IV) Principe de Pauli et représentation des configurations électroniques :
  1) Principe d'exclusion de Pauli :
     Les développements de la mécanique quantique statistique ont montré que les électrons
     sont des fermions qui suivent le principe d'exclusion de Pauli : Dans un atome, deux
     électrons ne peuvent pas avoir leurs quatre nombres quantiques tous identiques.
     Dans son état de plus faible énergie (état fondamental), un atome est formé d'électrons dont
     les trois premiers nombres quantiques prennent des valeurs petites.
     Exemple : - Dans son état fondamental, l'atome d'hydrogène (H) possède un seul électron
                   dont les nombres quantiques sont : n = 1, l = 0, m = 0 et s = + ½.

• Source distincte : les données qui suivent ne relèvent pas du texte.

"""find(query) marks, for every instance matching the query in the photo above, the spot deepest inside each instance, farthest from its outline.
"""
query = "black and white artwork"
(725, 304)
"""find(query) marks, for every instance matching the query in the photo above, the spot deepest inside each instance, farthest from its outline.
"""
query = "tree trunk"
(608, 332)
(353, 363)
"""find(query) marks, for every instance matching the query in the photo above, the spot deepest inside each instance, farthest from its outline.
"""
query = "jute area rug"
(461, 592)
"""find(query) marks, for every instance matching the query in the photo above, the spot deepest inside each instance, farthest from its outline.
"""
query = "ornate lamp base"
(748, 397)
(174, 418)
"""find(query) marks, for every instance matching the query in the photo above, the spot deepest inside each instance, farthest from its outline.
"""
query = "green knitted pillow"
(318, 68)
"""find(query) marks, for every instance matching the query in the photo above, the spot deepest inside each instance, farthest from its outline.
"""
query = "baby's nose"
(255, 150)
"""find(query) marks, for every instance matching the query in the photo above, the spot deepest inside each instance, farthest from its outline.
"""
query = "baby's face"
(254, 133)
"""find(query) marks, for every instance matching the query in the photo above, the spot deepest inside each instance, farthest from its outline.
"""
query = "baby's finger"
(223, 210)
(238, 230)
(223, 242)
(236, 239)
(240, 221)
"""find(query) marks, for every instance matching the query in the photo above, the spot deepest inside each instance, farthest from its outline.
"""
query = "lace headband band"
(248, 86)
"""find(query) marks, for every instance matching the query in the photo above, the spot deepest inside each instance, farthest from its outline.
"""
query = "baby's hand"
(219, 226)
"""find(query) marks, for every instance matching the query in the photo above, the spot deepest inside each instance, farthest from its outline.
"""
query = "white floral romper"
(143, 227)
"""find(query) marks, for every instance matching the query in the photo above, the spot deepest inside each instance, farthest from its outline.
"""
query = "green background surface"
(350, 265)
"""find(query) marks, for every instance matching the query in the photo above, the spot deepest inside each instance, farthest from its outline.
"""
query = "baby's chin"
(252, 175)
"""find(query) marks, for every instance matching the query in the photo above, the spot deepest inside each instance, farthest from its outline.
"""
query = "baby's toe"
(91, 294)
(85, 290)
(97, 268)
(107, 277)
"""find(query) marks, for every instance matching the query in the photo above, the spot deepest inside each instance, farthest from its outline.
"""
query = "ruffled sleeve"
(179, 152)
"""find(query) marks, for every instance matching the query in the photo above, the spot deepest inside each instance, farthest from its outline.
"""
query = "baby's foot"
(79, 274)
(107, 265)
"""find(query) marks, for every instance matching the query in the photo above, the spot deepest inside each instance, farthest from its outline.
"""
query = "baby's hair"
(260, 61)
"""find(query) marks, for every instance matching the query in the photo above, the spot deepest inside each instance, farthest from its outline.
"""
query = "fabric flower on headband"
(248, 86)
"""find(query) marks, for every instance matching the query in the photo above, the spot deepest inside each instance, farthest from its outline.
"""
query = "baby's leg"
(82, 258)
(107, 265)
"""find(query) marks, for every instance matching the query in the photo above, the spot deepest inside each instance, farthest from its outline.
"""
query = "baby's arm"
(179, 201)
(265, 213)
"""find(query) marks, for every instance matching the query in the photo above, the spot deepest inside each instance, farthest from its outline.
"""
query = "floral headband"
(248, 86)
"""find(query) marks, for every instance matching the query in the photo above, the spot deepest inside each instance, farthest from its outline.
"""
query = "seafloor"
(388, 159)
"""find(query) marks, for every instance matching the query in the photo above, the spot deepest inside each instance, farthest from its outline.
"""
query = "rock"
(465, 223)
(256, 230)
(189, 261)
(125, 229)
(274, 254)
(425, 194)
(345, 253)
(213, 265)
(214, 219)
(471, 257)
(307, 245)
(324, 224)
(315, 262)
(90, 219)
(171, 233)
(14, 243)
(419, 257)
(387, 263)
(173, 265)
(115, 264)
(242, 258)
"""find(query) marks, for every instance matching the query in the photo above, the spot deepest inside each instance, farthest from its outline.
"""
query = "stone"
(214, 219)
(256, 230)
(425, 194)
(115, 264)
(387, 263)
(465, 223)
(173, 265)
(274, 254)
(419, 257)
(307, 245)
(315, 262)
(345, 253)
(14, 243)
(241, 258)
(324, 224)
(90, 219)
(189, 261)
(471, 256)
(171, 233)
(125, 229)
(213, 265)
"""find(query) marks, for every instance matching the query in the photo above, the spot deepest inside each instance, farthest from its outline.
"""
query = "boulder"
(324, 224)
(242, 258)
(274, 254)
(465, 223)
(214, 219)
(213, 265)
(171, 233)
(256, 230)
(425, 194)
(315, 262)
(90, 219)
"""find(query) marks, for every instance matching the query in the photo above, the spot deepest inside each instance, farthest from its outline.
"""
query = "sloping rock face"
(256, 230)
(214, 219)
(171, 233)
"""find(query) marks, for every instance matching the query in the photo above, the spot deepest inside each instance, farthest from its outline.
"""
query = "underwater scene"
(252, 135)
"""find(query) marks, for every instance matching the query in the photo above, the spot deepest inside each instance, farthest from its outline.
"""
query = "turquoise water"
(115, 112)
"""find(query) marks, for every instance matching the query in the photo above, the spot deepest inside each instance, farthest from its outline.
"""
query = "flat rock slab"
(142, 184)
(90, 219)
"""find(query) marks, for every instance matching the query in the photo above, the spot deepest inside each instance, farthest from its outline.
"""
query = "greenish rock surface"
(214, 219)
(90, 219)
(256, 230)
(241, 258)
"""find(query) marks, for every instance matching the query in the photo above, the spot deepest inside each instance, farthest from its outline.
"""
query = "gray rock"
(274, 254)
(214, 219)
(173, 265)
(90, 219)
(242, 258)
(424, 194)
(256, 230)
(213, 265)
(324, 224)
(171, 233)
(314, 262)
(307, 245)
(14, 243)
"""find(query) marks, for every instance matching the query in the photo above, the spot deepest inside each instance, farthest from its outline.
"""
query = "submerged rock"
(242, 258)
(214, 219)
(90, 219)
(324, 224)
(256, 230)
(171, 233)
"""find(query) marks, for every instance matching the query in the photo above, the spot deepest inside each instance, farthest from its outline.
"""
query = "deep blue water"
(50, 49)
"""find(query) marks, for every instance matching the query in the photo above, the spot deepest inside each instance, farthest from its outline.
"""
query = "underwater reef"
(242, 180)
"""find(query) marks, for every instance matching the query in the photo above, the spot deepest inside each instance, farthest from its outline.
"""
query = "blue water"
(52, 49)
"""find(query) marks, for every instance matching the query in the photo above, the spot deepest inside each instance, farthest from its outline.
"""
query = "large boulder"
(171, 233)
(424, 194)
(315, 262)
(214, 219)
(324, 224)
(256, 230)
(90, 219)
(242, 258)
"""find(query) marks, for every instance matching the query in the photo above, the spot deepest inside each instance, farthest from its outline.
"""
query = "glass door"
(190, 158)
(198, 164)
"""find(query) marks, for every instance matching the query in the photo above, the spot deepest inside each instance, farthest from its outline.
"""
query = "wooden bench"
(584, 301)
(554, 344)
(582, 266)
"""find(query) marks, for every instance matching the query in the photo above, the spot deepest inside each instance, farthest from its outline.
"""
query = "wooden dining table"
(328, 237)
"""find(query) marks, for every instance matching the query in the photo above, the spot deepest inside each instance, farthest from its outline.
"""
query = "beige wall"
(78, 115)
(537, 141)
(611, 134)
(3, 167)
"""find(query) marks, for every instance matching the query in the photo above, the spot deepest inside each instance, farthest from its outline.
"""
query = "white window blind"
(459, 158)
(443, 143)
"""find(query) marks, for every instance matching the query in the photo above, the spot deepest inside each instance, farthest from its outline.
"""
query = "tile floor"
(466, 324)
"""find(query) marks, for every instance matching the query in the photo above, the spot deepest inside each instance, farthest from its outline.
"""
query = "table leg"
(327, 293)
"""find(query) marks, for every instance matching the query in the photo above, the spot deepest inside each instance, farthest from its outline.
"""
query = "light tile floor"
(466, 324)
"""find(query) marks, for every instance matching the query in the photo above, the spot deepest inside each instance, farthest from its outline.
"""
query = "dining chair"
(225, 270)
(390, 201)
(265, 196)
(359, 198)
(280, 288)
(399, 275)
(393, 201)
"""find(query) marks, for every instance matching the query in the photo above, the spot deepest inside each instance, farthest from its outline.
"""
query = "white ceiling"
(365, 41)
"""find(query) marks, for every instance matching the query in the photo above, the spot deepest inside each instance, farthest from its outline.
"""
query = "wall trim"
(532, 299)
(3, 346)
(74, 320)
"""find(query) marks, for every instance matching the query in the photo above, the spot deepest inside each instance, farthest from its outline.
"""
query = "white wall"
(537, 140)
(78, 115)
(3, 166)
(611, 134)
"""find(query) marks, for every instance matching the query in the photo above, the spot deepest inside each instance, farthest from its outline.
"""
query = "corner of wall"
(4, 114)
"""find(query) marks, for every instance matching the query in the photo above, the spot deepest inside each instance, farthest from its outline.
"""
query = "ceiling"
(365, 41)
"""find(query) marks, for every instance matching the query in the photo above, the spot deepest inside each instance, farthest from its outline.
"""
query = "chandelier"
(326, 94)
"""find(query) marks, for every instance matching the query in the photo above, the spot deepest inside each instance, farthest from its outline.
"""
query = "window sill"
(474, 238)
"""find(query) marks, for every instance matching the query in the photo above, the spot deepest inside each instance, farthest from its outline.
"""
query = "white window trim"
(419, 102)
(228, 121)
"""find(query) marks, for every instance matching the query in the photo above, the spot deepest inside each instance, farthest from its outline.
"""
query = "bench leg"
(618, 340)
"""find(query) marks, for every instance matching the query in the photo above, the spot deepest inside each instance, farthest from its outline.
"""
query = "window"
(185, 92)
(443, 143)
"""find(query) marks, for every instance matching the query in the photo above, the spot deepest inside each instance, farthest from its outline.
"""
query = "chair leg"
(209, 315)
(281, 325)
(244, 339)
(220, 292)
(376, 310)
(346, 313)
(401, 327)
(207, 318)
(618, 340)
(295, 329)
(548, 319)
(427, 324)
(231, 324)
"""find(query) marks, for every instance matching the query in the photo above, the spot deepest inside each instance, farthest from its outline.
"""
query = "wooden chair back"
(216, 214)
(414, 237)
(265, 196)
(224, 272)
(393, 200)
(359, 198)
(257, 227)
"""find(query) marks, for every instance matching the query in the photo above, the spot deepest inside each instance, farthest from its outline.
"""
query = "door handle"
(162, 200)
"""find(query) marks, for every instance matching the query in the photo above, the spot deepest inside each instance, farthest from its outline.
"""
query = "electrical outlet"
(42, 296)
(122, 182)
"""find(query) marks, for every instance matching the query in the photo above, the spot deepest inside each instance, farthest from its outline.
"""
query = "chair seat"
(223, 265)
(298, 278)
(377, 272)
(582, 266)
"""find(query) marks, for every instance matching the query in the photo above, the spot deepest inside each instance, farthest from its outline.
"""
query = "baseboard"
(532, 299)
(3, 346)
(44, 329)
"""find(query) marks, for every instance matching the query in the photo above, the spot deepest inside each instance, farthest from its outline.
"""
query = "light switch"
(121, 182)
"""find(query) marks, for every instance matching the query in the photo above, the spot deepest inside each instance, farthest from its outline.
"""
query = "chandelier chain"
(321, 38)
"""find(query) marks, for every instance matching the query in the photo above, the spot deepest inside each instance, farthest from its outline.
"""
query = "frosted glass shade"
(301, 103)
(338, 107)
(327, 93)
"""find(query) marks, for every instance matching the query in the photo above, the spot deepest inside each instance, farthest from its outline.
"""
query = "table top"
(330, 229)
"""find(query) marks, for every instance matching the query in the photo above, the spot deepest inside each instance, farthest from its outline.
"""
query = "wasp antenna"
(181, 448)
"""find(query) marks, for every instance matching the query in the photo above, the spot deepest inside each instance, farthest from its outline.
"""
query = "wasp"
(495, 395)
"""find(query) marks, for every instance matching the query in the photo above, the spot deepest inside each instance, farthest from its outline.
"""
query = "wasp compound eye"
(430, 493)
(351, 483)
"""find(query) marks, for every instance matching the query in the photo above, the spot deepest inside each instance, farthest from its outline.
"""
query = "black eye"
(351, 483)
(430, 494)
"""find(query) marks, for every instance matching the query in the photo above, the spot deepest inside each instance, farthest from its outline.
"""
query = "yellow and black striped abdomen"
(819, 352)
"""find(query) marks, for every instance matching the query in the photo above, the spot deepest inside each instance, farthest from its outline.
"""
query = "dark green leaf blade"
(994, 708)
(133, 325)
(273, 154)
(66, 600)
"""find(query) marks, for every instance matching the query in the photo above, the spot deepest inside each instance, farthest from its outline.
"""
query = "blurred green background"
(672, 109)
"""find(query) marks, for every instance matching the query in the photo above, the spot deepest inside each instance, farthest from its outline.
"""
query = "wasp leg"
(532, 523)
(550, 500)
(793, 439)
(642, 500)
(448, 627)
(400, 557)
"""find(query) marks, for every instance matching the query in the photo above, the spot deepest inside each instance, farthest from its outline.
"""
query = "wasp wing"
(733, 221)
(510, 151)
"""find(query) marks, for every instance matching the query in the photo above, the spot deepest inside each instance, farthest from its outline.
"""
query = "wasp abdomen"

                 - L'atome d'hélium (He) possède 2 électrons dont l'un a pour nombres
                   quantiques : n = 1, l = 0, m = 0 et s = + ½ et l'autre n = 1, l = 0, m = 0 et s = -- ½.
                 - L'atome de lithium (Li) possède 3 électrons dont l'un a pour nombres
                   quantiques : n = 1, l = 0, m = 0 et s = + ½ , l'autre n = 1, l = 0, m = 0 et s = -- ½
                   et le 3ème n = 2, l = 0, m = 0 et s = + ½.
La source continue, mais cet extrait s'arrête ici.